Posted by lhc on May 10, 2012 at 9:45 PM (Answer #1)
High School Teacher
Editor lhc is correct, though I would also add that author Harper Lee based the fictitious town of Maycomb on her actual hometown, Monroeville, Alabama. I have visited Monroeville and have found it to be a small town that values its literary heritage and maintains as much as possible the small-town people and down-South values of which Lee writes in her novel.
Unfortunately, some of the "down-South values" prevalent during 1930s Alabama involved some incredibly racist attitudes and overall prejudiced actions. This is where Scout's teacher's disparaging comments about Tom Robinson come into play. Scout recalls:
Well, coming out of the courthouse that night Miss Gates [...] [said] it's time somebody taught 'em a lesson, they were gettin' way above themselves, an' the next thing they think they can do is marry us (Lee 331).
This quote speaks to the racism and hypocrisy of the era -- and insinuates that the "education" Scout is getting seems to perpetuate ignorance rather than the pursuit of knowledge.
Earlier in the novel, Miss Caroline, Scout's first grade teacher, even tells Scout, in so many words, that being completely literate in the first grade is not normal, commanding,
"Now you tell your father not to teach you any more. It's best to begin reading with a fresh mind. You tell him I'll take over from here and try to undo the damage."
She then proceeds to demean Atticus by reminding Scout that he is not a teacher, but she is (Lee 23).
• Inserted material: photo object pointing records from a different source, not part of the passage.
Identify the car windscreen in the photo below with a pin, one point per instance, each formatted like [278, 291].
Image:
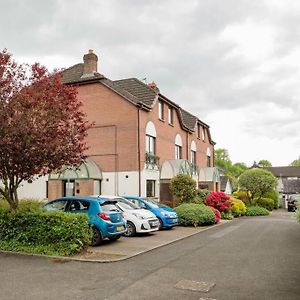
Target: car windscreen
[151, 203]
[109, 206]
[127, 205]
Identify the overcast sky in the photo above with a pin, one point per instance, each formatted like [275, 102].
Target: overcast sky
[235, 64]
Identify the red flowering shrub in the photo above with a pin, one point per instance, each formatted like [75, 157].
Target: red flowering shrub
[217, 214]
[220, 201]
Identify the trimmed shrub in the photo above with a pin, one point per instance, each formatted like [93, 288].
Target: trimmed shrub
[201, 195]
[242, 195]
[256, 211]
[238, 208]
[217, 214]
[220, 201]
[183, 186]
[266, 203]
[191, 214]
[226, 215]
[51, 233]
[273, 195]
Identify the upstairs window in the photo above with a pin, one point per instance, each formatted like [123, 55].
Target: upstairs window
[161, 110]
[199, 131]
[208, 157]
[170, 115]
[178, 152]
[193, 157]
[178, 147]
[150, 144]
[203, 133]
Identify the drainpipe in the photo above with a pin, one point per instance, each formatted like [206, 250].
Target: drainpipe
[139, 146]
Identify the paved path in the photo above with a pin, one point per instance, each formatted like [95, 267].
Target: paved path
[249, 258]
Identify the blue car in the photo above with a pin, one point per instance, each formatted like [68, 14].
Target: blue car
[167, 216]
[104, 217]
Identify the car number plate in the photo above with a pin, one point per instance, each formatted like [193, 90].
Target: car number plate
[120, 228]
[155, 223]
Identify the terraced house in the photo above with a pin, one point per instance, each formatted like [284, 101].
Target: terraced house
[140, 139]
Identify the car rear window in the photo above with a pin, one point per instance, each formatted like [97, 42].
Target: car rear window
[109, 206]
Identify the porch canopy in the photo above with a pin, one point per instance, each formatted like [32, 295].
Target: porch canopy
[209, 174]
[87, 170]
[171, 168]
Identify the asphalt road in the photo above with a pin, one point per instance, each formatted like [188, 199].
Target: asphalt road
[248, 258]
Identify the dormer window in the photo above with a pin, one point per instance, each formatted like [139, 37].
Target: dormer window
[161, 110]
[170, 115]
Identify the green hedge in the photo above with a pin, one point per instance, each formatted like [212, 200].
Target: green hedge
[191, 214]
[51, 233]
[256, 211]
[238, 208]
[273, 195]
[266, 203]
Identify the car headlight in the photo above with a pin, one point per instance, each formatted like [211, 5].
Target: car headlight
[141, 217]
[166, 214]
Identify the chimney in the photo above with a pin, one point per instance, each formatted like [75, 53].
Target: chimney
[90, 61]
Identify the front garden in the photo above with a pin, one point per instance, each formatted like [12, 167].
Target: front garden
[199, 207]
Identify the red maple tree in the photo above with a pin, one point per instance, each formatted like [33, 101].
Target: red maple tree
[42, 127]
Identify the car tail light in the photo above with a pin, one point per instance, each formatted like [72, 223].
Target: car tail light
[104, 216]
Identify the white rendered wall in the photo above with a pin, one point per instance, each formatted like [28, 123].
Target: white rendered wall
[35, 190]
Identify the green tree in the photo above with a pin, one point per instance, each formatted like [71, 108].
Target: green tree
[295, 163]
[222, 159]
[264, 163]
[183, 186]
[257, 182]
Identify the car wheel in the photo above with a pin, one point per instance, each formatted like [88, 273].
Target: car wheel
[97, 237]
[161, 224]
[131, 231]
[114, 238]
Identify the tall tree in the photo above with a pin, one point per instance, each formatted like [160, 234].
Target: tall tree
[42, 126]
[257, 182]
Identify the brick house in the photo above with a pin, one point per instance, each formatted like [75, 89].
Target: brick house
[140, 139]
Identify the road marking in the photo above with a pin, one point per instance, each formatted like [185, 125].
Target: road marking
[225, 231]
[199, 286]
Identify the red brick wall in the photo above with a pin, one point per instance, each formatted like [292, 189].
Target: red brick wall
[113, 138]
[165, 140]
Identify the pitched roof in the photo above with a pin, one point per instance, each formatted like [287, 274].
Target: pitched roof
[288, 171]
[139, 90]
[133, 90]
[74, 74]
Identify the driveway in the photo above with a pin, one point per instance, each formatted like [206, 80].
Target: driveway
[127, 247]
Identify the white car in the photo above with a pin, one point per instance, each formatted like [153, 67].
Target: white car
[139, 220]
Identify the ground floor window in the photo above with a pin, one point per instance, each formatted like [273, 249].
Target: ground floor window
[69, 188]
[150, 188]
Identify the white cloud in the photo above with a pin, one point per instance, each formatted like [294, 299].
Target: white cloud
[234, 64]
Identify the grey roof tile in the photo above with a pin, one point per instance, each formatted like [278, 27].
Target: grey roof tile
[139, 90]
[288, 171]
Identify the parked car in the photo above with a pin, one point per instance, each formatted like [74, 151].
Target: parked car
[138, 220]
[167, 217]
[293, 202]
[105, 218]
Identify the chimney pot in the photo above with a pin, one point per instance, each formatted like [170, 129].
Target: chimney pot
[90, 61]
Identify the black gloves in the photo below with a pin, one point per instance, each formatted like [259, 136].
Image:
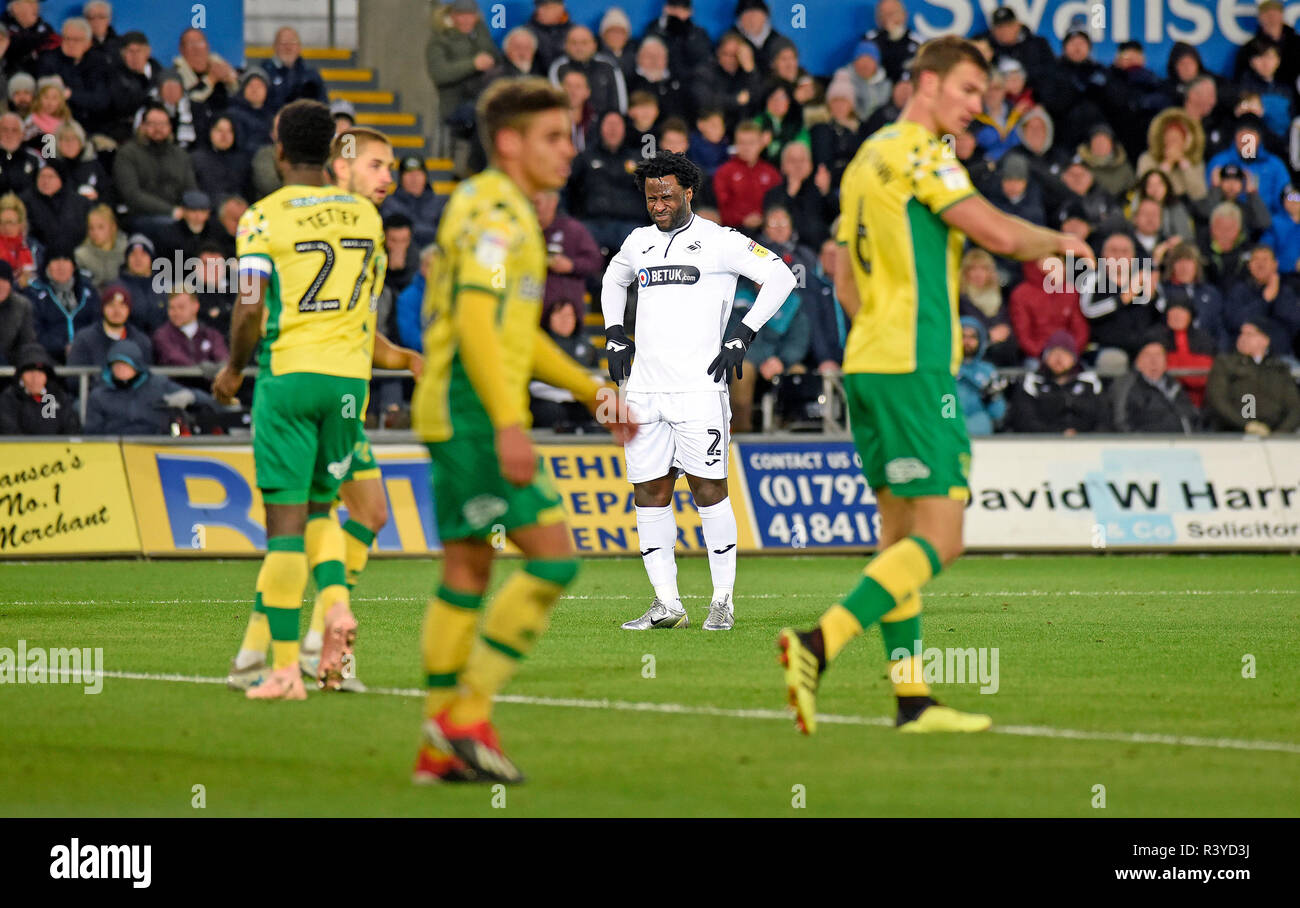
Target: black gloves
[619, 349]
[732, 354]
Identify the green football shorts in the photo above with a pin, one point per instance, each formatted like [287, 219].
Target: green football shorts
[910, 433]
[471, 498]
[306, 427]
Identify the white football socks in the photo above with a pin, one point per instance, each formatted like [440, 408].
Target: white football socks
[657, 528]
[719, 524]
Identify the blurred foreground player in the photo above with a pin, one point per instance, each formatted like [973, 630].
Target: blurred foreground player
[906, 203]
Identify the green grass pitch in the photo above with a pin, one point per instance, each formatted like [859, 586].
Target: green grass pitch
[1144, 654]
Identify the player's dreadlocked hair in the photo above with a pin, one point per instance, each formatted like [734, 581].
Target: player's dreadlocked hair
[670, 164]
[306, 132]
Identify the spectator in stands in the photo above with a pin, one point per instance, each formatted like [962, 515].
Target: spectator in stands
[1283, 234]
[731, 82]
[866, 78]
[754, 24]
[806, 195]
[90, 345]
[17, 327]
[897, 44]
[1248, 152]
[14, 247]
[135, 76]
[550, 25]
[148, 306]
[688, 43]
[599, 191]
[603, 76]
[1261, 298]
[980, 297]
[1039, 311]
[290, 78]
[709, 146]
[1060, 397]
[152, 172]
[37, 401]
[63, 302]
[1225, 247]
[1149, 400]
[651, 74]
[134, 401]
[191, 230]
[1252, 390]
[206, 77]
[572, 256]
[250, 111]
[415, 198]
[836, 141]
[29, 34]
[104, 251]
[979, 389]
[182, 340]
[1108, 161]
[1186, 346]
[85, 73]
[1184, 284]
[741, 184]
[18, 164]
[221, 168]
[615, 35]
[55, 212]
[78, 164]
[459, 55]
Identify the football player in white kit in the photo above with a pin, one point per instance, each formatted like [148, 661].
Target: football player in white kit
[676, 373]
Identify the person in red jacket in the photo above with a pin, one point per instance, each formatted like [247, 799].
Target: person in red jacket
[1044, 303]
[741, 182]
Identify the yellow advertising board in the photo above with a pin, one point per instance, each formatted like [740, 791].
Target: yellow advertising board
[64, 498]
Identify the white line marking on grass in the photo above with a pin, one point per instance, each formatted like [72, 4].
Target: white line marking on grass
[776, 714]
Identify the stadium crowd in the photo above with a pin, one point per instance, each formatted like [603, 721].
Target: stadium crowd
[113, 165]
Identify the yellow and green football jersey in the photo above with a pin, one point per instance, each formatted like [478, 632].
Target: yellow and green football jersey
[321, 250]
[488, 240]
[905, 258]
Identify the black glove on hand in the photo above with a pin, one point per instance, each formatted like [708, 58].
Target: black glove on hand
[732, 354]
[619, 349]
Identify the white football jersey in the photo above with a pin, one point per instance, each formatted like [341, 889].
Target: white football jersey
[685, 288]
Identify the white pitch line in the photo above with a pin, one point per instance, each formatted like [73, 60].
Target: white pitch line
[775, 714]
[1002, 593]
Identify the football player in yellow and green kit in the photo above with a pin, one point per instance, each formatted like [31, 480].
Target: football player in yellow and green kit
[311, 269]
[482, 344]
[906, 208]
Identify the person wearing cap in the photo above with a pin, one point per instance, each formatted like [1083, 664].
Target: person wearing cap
[897, 44]
[130, 400]
[37, 401]
[1272, 27]
[415, 198]
[289, 76]
[1060, 397]
[1149, 400]
[251, 112]
[458, 56]
[152, 172]
[688, 43]
[148, 305]
[29, 34]
[1249, 154]
[866, 78]
[90, 345]
[17, 327]
[1252, 372]
[63, 302]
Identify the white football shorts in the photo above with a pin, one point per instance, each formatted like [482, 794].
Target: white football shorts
[680, 432]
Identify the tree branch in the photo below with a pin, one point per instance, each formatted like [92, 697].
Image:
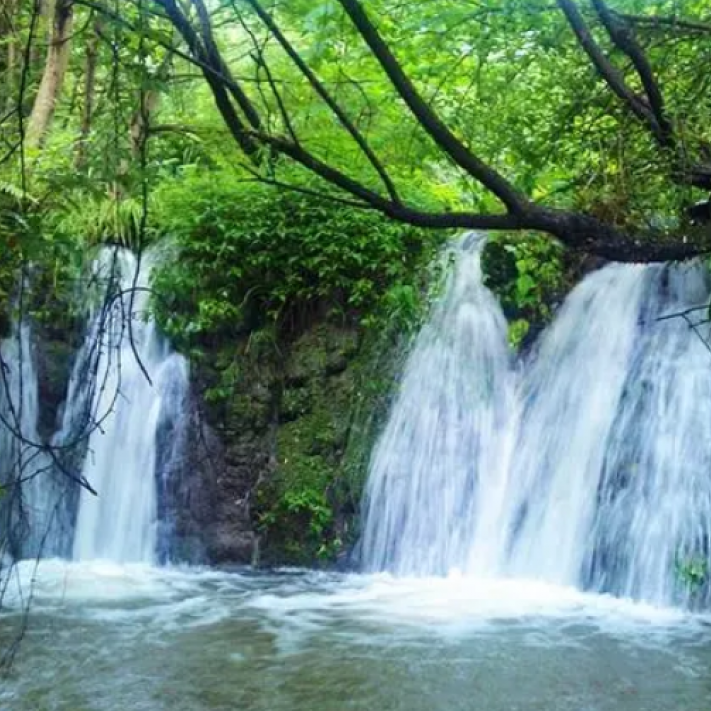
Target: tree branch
[326, 97]
[624, 40]
[426, 116]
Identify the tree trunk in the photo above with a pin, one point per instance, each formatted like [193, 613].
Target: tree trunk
[8, 57]
[55, 70]
[150, 102]
[87, 114]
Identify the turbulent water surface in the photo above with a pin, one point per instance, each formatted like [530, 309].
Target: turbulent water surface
[110, 638]
[527, 530]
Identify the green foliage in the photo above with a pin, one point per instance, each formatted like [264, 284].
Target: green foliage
[529, 275]
[249, 255]
[692, 571]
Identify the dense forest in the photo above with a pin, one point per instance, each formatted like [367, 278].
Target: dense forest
[300, 165]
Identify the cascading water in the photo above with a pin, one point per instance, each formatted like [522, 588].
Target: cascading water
[121, 523]
[588, 465]
[444, 434]
[33, 506]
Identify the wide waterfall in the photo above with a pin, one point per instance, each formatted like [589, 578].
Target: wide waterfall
[121, 523]
[586, 464]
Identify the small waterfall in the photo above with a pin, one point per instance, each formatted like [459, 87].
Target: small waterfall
[443, 440]
[588, 465]
[121, 523]
[33, 503]
[570, 392]
[653, 521]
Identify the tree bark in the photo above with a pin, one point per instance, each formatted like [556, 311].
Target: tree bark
[54, 74]
[87, 113]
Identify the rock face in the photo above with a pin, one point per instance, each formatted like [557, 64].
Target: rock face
[267, 462]
[277, 446]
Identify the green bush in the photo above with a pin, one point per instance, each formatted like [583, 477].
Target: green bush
[529, 274]
[248, 255]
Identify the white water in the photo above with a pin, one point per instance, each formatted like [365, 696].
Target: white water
[121, 523]
[444, 435]
[33, 497]
[587, 465]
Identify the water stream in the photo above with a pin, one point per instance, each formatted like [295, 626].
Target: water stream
[587, 464]
[527, 528]
[121, 522]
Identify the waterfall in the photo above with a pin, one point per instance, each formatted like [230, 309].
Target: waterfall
[588, 463]
[33, 505]
[121, 522]
[446, 437]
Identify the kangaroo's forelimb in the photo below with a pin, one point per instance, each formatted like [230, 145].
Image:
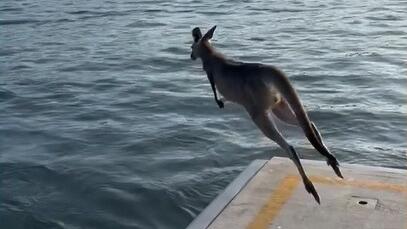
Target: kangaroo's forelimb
[218, 101]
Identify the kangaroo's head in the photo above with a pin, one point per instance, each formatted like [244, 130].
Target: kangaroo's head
[200, 44]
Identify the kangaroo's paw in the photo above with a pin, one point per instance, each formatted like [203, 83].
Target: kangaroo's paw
[335, 166]
[311, 189]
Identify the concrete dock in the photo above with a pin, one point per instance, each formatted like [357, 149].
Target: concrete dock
[270, 194]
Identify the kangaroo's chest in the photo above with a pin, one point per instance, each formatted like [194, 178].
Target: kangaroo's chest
[229, 87]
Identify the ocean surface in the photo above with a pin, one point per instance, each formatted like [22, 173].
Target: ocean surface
[105, 122]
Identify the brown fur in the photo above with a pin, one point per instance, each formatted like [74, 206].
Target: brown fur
[260, 89]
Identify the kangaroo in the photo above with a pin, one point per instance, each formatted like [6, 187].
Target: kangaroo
[260, 88]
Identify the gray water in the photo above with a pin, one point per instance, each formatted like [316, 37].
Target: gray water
[105, 122]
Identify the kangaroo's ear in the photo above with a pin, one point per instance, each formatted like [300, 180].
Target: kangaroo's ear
[196, 34]
[209, 34]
This instance of perpetuating ignorance rather than knowledge seems, in this case, to stem from Miss Caroline's personal feelings of inadequacy and her need to feel superior. Location and societal expectations also play into this discouragement of learning (many of Scout's peers did not take education seriously, which she mentions in her comment that many of them were repeating first grade -- page 22)
Throughout the novel, Scout's teachers are just as much products of their environment as their students. Sometimes caving in to societal expectations (and the lack thereof), they can tend to follow popular opinion or the status quo.